Ross, who owns the small Portsea winery on Australia's Mornington Peninsula, said the idea for capturing this new dynamic came from Ross's colleague and friend, Andrew Caillard - a Master of Wine from Australia - during a flight between Sydney and London.

"[The story] was yet another example of how China is impacting everybody in the world right now, no matter where and no matter what," Ross said. "If you're an iron ore producer, China is impacting you. If you're a commodities broker, China is impacting you. And the people of Bordeaux are no different from that. They're getting impacted by the Chinese in a massive way."

The film was written and directed by Ross and David Roach, and narrated by the famous Hollywood actor Russell Crowe. It was an official selection of the 2013 Tribeca Film Festival in New York and the 2013 Berlin Film Festival in Germany.

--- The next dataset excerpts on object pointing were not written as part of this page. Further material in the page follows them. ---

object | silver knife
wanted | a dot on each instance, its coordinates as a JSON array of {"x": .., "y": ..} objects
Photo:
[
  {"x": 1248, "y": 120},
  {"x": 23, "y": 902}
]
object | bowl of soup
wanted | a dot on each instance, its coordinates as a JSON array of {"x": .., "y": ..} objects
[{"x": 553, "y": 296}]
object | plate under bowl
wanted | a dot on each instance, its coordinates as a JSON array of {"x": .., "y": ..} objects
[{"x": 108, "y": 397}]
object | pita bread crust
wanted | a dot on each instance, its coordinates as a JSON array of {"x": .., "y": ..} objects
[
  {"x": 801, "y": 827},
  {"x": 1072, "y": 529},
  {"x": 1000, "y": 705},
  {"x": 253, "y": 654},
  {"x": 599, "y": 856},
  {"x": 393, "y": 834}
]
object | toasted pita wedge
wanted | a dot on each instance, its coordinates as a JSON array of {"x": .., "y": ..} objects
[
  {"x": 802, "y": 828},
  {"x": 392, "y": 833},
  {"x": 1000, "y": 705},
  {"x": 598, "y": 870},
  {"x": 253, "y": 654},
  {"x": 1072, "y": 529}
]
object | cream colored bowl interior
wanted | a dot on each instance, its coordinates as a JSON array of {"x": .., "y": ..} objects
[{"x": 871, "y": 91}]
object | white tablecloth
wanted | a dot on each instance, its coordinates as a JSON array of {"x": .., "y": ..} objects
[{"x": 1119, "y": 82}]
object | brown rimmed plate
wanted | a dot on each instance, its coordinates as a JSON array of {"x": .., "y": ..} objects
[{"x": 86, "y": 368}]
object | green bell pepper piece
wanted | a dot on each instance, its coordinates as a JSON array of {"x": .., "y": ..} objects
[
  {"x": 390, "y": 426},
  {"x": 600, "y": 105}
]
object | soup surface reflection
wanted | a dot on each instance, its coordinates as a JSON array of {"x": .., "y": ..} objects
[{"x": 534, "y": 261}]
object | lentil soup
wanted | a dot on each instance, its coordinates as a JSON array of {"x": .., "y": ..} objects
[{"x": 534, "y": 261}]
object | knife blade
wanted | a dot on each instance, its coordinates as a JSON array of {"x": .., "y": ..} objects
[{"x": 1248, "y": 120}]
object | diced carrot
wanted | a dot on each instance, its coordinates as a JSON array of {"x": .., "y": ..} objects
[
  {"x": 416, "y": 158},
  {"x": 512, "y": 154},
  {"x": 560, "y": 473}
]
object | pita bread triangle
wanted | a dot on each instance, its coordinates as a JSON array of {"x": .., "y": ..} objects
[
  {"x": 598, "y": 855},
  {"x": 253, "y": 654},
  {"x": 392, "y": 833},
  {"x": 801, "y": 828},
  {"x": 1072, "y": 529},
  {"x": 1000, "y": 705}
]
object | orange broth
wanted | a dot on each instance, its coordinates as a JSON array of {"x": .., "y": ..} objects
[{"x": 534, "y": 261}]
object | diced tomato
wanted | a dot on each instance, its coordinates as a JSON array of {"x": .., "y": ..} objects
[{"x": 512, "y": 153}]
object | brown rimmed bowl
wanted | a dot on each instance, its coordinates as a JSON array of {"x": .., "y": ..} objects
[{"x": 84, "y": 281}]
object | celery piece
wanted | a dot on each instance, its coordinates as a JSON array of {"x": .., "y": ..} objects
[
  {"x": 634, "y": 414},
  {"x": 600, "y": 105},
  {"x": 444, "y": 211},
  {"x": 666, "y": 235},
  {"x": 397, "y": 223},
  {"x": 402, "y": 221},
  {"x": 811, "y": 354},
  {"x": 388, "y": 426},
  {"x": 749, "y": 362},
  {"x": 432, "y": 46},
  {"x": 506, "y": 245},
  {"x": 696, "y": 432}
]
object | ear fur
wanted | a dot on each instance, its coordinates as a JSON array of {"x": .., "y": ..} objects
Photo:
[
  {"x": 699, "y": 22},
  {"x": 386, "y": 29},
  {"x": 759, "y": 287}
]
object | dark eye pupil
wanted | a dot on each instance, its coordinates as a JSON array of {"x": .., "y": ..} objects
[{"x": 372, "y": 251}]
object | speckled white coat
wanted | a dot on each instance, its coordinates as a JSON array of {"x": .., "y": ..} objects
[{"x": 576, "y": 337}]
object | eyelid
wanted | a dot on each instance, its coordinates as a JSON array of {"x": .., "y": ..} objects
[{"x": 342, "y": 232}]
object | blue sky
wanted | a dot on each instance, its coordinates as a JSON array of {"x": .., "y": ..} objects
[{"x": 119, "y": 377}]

The documentary features interviews with collectors, connoisseurs and winemakers, from both the West and China, to explore the complexities and unpredictability of the global market, as well as the economic effects and influence of suddenly wine-obsessed Chinese collectors.

Ross said Bordeaux's strongest suit is its adaptability. Whenever a rise in power and new area of wealth appears, the region "woos them and seduces them just like a good Frenchman might," whether it is the British, Americans, Russians or whoever.